Os recursos continuam destinados exclusivamente à compra de alimentos e refeições. Não podem ser transferidos para academia, entretenimento, cashback ou outros usos. A norma também estabelece regras para taxas, repasses e interoperabilidade, conforme o Ministério do Trabalho e Emprego.
Para as HR Techs, compliance deixa de ser apenas uma orientação jurídica e passa a fazer parte da arquitetura. As categorias, carteiras e permissões precisam ser configuradas para impedir usos incompatíveis com a finalidade do benefício.
Como o RH deve escolher a tecnologia
O número de funcionalidades não deve ser o principal critério de contratação. Antes de avaliar uma plataforma, o RH precisa identificar quais problemas deseja resolver.
Se a maior dor está nos erros de cadastro, a prioridade deve ser a integração com o HCM. Se o problema está na quantidade de chamados, autosserviço e atendimento são mais relevantes. Quando existem benefícios pouco utilizados, comunicação e dados ganham importância.
Também é necessário verificar se a plataforma oferece APIs, integração com a folha, exportação das informações, trilhas de auditoria, controle de acesso e suporte humano. A empresa deve evitar que a centralização produza dependência excessiva de um único fornecedor.
Um projeto-piloto pode medir tempo de processamento, erros, chamados, adesão, facilidade de uso e satisfação. Esses indicadores são mais úteis do que uma demonstração comercial baseada apenas na quantidade de recursos disponíveis.
Tecnologia libera tempo, mas a decisão continua humana
A transformação digital dos benefícios mostra uma mudança maior dentro do RH. Planilhas e sistemas isolados estão sendo substituídos por plataformas capazes de automatizar rotinas, conectar dados e acompanhar diferentes momentos da jornada profissional.

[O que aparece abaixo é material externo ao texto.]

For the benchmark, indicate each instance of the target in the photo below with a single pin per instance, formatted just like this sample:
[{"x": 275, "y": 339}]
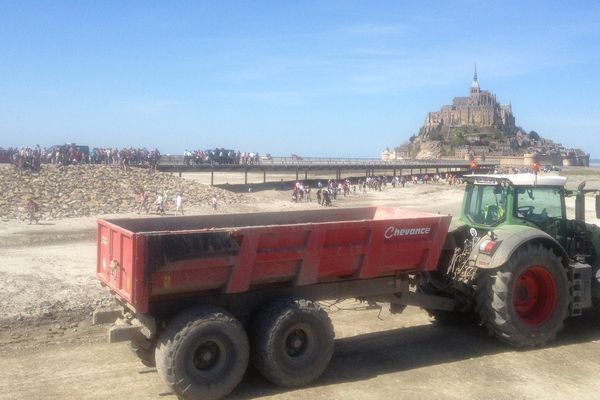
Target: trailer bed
[{"x": 145, "y": 260}]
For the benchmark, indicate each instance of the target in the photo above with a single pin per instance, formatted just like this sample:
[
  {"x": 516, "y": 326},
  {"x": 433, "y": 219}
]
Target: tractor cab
[{"x": 492, "y": 201}]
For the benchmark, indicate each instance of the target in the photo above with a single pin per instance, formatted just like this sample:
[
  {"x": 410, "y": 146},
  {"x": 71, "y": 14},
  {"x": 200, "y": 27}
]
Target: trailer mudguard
[{"x": 497, "y": 247}]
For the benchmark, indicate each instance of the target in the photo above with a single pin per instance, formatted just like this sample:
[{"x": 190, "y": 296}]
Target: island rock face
[{"x": 478, "y": 126}]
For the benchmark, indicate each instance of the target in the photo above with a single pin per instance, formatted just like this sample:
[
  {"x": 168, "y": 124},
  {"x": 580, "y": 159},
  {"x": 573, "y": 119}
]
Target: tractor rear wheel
[{"x": 525, "y": 302}]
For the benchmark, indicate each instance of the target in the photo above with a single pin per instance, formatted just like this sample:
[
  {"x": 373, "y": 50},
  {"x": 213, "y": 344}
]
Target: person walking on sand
[
  {"x": 32, "y": 208},
  {"x": 143, "y": 206},
  {"x": 160, "y": 204},
  {"x": 178, "y": 204}
]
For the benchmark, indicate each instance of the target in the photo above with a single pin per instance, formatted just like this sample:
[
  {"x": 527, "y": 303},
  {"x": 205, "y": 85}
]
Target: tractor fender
[{"x": 508, "y": 240}]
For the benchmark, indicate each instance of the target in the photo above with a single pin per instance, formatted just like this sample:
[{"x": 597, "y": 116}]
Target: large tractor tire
[
  {"x": 292, "y": 342},
  {"x": 202, "y": 354},
  {"x": 525, "y": 302}
]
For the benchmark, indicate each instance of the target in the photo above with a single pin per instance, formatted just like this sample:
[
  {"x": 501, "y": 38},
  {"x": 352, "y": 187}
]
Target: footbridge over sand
[{"x": 318, "y": 167}]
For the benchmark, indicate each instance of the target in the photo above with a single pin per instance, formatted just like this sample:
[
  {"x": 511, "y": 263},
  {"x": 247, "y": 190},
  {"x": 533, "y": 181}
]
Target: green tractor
[{"x": 515, "y": 262}]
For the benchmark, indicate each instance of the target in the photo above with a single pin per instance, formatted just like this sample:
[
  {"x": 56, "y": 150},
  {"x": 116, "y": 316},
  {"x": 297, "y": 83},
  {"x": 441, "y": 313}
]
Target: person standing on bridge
[{"x": 178, "y": 204}]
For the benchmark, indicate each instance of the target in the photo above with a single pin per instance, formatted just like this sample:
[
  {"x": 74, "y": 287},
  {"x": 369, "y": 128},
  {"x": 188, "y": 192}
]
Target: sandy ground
[{"x": 49, "y": 349}]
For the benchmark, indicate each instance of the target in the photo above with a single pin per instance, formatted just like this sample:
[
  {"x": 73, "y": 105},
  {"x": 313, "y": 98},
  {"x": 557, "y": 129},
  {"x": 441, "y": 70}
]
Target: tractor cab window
[
  {"x": 542, "y": 206},
  {"x": 486, "y": 204}
]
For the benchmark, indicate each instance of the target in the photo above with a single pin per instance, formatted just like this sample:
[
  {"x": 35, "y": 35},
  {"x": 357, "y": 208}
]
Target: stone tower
[{"x": 480, "y": 111}]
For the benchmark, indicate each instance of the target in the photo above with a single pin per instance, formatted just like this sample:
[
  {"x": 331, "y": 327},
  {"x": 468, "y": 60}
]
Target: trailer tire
[
  {"x": 292, "y": 342},
  {"x": 525, "y": 302},
  {"x": 203, "y": 353}
]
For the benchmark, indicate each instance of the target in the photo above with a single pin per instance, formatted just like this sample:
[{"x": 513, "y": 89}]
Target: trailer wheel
[
  {"x": 202, "y": 354},
  {"x": 292, "y": 342},
  {"x": 525, "y": 302}
]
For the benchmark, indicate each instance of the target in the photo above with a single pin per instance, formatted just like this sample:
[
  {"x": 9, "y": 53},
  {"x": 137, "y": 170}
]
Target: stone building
[{"x": 479, "y": 109}]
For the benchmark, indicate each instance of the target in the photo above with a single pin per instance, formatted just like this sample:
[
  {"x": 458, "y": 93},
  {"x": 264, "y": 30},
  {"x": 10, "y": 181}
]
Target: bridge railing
[{"x": 178, "y": 160}]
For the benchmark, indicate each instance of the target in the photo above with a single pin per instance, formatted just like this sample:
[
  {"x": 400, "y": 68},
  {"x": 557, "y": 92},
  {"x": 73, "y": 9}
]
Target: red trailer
[{"x": 202, "y": 293}]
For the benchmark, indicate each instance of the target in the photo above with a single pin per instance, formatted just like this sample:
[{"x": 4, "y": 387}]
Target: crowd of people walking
[{"x": 220, "y": 156}]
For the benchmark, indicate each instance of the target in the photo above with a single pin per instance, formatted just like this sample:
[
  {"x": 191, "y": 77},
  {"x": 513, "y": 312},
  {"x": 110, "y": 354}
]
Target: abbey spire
[{"x": 475, "y": 83}]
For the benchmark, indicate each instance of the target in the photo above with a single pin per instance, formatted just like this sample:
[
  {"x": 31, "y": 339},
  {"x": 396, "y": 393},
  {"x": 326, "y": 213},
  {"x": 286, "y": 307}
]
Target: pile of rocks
[{"x": 82, "y": 190}]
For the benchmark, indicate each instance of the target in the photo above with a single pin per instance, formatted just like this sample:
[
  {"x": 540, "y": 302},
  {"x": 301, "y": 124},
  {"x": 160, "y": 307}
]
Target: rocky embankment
[{"x": 83, "y": 190}]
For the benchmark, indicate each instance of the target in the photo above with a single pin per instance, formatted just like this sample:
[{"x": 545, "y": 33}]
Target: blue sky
[{"x": 315, "y": 78}]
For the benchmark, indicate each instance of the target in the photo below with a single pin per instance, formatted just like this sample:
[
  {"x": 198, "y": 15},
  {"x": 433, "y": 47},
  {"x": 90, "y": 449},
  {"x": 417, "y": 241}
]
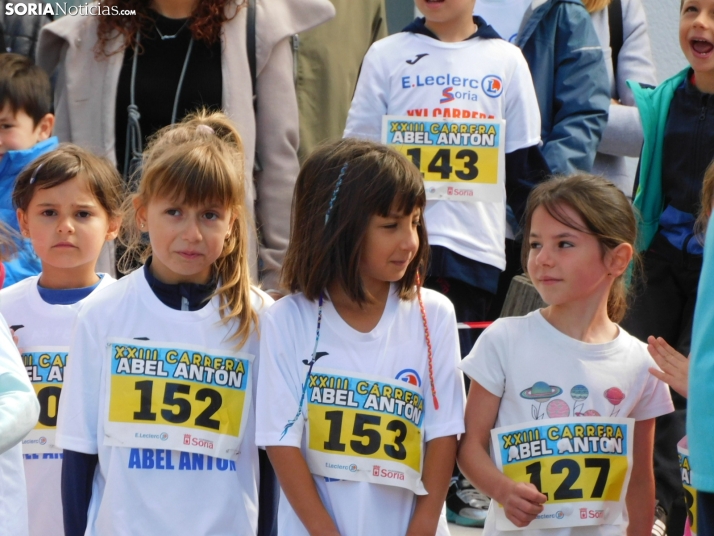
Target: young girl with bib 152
[
  {"x": 562, "y": 397},
  {"x": 159, "y": 391},
  {"x": 359, "y": 399},
  {"x": 68, "y": 204}
]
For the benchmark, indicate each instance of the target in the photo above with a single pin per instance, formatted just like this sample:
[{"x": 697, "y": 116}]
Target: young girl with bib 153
[
  {"x": 68, "y": 204},
  {"x": 562, "y": 397},
  {"x": 159, "y": 391},
  {"x": 359, "y": 399}
]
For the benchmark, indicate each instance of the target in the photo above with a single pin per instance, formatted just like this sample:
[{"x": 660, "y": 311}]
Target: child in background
[
  {"x": 358, "y": 376},
  {"x": 158, "y": 397},
  {"x": 25, "y": 129},
  {"x": 19, "y": 409},
  {"x": 68, "y": 204},
  {"x": 580, "y": 233},
  {"x": 678, "y": 125}
]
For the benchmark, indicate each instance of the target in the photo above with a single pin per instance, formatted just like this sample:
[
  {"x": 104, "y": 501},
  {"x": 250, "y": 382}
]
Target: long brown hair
[
  {"x": 606, "y": 214},
  {"x": 375, "y": 180},
  {"x": 206, "y": 21},
  {"x": 199, "y": 161}
]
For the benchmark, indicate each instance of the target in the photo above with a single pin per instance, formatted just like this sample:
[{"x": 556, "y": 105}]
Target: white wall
[{"x": 663, "y": 20}]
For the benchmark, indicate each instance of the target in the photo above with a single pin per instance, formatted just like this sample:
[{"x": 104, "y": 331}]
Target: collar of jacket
[
  {"x": 15, "y": 161},
  {"x": 653, "y": 104},
  {"x": 534, "y": 14},
  {"x": 485, "y": 31}
]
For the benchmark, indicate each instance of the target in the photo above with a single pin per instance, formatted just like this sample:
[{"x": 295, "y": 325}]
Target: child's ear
[
  {"x": 22, "y": 220},
  {"x": 45, "y": 126},
  {"x": 114, "y": 226},
  {"x": 618, "y": 259}
]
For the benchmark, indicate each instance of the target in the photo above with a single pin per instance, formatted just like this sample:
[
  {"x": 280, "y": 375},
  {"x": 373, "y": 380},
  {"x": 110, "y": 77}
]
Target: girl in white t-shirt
[
  {"x": 68, "y": 205},
  {"x": 569, "y": 361},
  {"x": 160, "y": 385},
  {"x": 359, "y": 398}
]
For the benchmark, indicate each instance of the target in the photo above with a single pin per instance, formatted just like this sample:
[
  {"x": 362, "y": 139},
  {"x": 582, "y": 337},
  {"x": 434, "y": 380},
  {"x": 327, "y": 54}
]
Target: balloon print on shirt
[{"x": 540, "y": 392}]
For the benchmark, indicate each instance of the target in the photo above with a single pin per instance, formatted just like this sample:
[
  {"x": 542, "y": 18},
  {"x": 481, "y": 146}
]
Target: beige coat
[{"x": 86, "y": 89}]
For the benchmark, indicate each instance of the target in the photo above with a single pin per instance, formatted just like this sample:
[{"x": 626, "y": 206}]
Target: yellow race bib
[
  {"x": 179, "y": 397},
  {"x": 460, "y": 159},
  {"x": 582, "y": 464},
  {"x": 365, "y": 428},
  {"x": 45, "y": 368}
]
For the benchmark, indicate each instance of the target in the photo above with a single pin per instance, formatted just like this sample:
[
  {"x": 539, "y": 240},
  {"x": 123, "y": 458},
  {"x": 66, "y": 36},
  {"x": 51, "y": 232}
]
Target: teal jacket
[{"x": 653, "y": 105}]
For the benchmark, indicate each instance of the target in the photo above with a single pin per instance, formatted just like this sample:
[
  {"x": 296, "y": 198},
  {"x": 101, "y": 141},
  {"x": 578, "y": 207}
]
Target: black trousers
[{"x": 663, "y": 306}]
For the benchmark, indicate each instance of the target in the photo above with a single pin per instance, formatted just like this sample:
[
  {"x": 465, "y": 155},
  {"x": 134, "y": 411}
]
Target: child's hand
[
  {"x": 523, "y": 503},
  {"x": 675, "y": 367}
]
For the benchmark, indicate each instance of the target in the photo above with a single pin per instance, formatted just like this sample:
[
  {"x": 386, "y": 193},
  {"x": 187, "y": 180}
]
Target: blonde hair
[
  {"x": 593, "y": 6},
  {"x": 197, "y": 161},
  {"x": 705, "y": 210},
  {"x": 606, "y": 214}
]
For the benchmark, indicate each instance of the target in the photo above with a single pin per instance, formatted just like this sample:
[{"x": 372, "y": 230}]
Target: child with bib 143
[{"x": 563, "y": 396}]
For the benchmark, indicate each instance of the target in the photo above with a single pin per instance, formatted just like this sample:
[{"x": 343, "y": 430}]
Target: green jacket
[{"x": 653, "y": 105}]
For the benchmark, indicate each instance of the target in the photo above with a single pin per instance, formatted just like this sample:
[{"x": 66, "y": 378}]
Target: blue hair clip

Esse avanço pode liberar a área de tarefas repetitivas e ampliar sua capacidade de decisão. Mas a tecnologia não define sozinha quais benefícios devem ser oferecidos, o que as pessoas valorizam ou como a empresa pretende cuidar de seus trabalhadores.
Digitalizar um pacote inadequado apenas torna o problema mais eficiente. Automatizar uma regra injusta faz com que ela seja aplicada com maior velocidade. Produzir dashboards não garante que os gestores terão coragem para rever contratos, processos ou prioridades.
O verdadeiro RH digital não é aquele que acumula aplicativos. É o que utiliza tecnologia para reduzir burocracias, compreender melhor as pessoas e tomar decisões mais responsáveis.
A plataforma pode organizar a jornada. A inteligência artificial pode encontrar padrões. Os dados podem revelar onde estão os problemas. Mas transformar informação em cuidado, confiança e uma experiência de trabalho melhor continua sendo uma escolha humana.
Nota editorial: as empresas mencionadas são exemplos de movimentos relevantes na transformação digital da gestão de benefícios e não compõem um ranking. Informações sobre clientes, usuários, transações e funcionalidades foram divulgadas pelas próprias companhias e devem ser consideradas dentro desse contexto.